Hamlet Üzerine

ashli

Bayan Üye
HAMLET ÜZERİNE

W. Shakespeare’in Hamlet oyunu belki de bugüne kadar yazılmış tiyatro ve edebiyat eserlerinin en karmaşığıdır. Hamlet oyunu ve Hamlet karakteri üzerine öylesine çok şey yazılıp çizilmiştir ki, bugün Hamlet’i incelerken özgün düşünceler yaratmamız oldukça güç. Söyleyebileceğimiz her şey yüzyıllar önce söylenmiş olabilir. Bu anlamda Hamlet karakterini oynayacak kişinin oldukça fazla birikime sahip olması gerekmektedir. Sanırım biz ancak Hamlet karakterinin ip uçlarını inceleyebiliriz. Gerek Hamlet karakterini çözümlemek gerek diğer tipleri çözümlemek kişinin bakış açısına göre farklılıklar gösterecektir. Örneğin; bir Marksist ya da bir Nihilist, Hamlet’i kendilerine göre farklı yorumlayacaktır. Ama şu bir gerçek ki, iki farklı uç da kendilerine yakın görecektir. Böylesine her tarafa çekilebilen bir oyunu ancak kıyısından-köşesinden yakalamaya çalışabildiğim kadarıyla inceleyeceğim.
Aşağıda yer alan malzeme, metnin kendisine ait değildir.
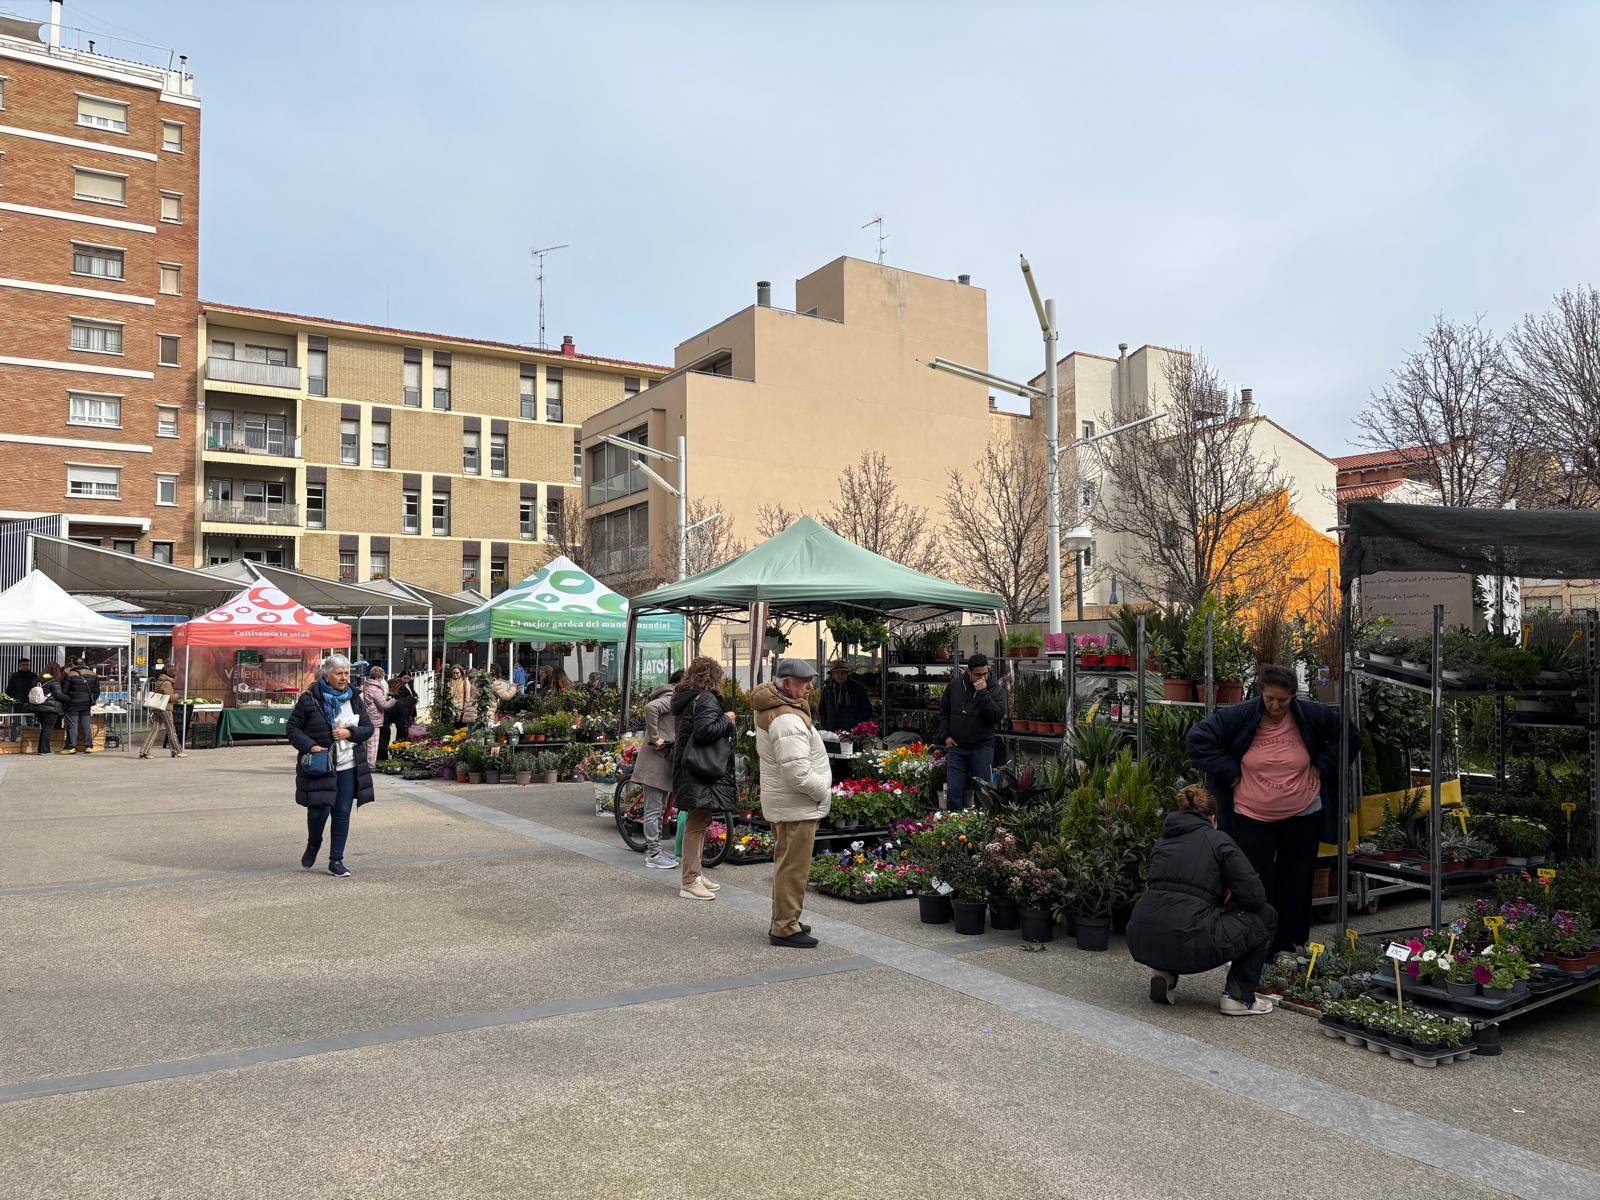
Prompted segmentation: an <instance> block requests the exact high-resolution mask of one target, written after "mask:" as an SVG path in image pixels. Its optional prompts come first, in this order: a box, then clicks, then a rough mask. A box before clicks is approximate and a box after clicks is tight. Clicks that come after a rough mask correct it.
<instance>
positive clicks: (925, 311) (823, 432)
mask: <svg viewBox="0 0 1600 1200" xmlns="http://www.w3.org/2000/svg"><path fill="white" fill-rule="evenodd" d="M794 294H795V299H794V307H792V309H782V307H774V306H773V304H771V296H770V288H768V286H766V285H758V290H757V301H755V304H750V306H749V307H746V309H741V310H739V312H736V314H734V315H731V317H728V318H726V320H723V322H720V323H717V325H714V326H710V328H709V330H706V331H702V333H698V334H694V336H693V338H690V339H688V341H685V342H682V344H680V346H678V347H677V352H675V354H674V370H672V371H670V373H669V374H666V376H664V378H662V379H659V381H658V382H656V384H654V386H653V387H651V389H650V390H648V392H642V394H640V395H637V397H634V398H630V400H626V402H624V403H619V405H614V406H611V408H605V410H603V411H598V413H595V414H594V416H590V418H589V419H586V421H584V429H582V445H584V483H586V498H584V499H586V504H587V507H586V514H587V518H589V558H590V566H592V570H595V573H597V574H600V576H602V578H610V579H613V581H616V582H618V587H619V590H629V584H630V582H632V581H638V579H646V581H648V579H670V578H672V576H674V555H675V530H677V501H675V499H674V498H672V496H670V494H667V493H666V491H664V490H662V488H659V486H658V485H654V483H651V482H650V478H648V477H646V475H645V474H643V472H640V470H638V469H635V467H630V466H629V458H630V456H629V454H627V453H626V451H622V450H619V448H616V446H611V445H608V443H605V442H602V435H606V434H610V435H614V437H622V438H630V440H635V442H640V443H643V445H650V446H656V448H664V450H667V451H669V453H675V450H677V438H678V437H680V435H682V437H685V438H686V443H688V496H690V498H691V499H694V501H699V502H702V504H704V506H706V510H707V512H710V510H720V512H722V514H723V515H725V517H726V518H728V520H731V522H733V536H734V538H738V539H742V541H744V542H746V544H754V542H757V541H760V534H758V525H760V515H758V514H760V510H762V507H763V506H773V504H779V506H784V507H787V509H789V510H795V512H798V510H805V512H813V514H816V512H826V510H827V507H829V506H830V504H832V502H834V501H835V499H837V498H838V474H840V472H842V470H843V469H845V467H846V466H850V464H853V462H856V461H858V459H859V456H861V453H862V451H867V450H877V451H882V453H883V454H885V456H886V459H888V462H890V467H891V470H893V474H894V482H896V483H898V485H899V491H901V494H902V496H904V499H906V501H909V502H910V504H915V506H920V507H925V509H928V510H930V514H933V515H934V520H936V523H938V522H942V512H944V509H942V502H941V498H942V493H944V488H946V483H947V477H949V475H947V472H949V470H952V469H955V470H968V469H970V466H971V462H973V458H974V453H981V448H982V446H984V445H986V443H987V440H989V437H990V430H992V427H994V426H995V422H997V421H1008V418H1005V416H997V414H994V413H992V411H990V405H989V394H987V390H986V389H984V387H982V386H981V384H973V382H965V381H962V379H957V378H954V376H949V374H941V373H936V371H931V370H928V368H926V366H925V365H923V363H926V362H930V360H931V358H934V357H944V358H954V360H958V362H963V363H968V365H971V366H979V368H984V366H986V365H987V362H989V323H987V322H989V318H987V298H986V294H984V291H982V288H974V286H971V285H970V283H968V282H966V280H965V277H963V278H960V280H952V278H934V277H930V275H918V274H915V272H910V270H899V269H896V267H888V266H882V264H877V262H864V261H861V259H853V258H840V259H835V261H834V262H829V264H827V266H826V267H822V269H819V270H814V272H813V274H810V275H806V277H805V278H802V280H797V283H795V293H794ZM651 466H653V467H654V469H658V470H659V472H661V474H664V477H666V478H667V480H669V482H674V480H675V474H674V472H675V467H674V466H672V464H662V462H653V464H651ZM691 536H693V534H691ZM634 590H637V587H634Z"/></svg>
Oyunun başında Hayalet, Hamlet’e bir intikam yeni ettirir. Bu çok sıradan görünmektedir. Hamlet’in hemen harekete geçeceği düşünülür, ama gerçekleşmez. Hamlet’in içinde sürekli kaygılar vardır; birincisi amcasıdır katil olan ve annesiyle evlidir. Hayaletin söylediklerini ispat etmeye çalışır vs.Hamlet, amcasını bir günah anında öldürmeyi tasarlasa da, oyun boyunca bunu gerçekleştiremez. Nitekim amcası, bir günah sırasında canından olur.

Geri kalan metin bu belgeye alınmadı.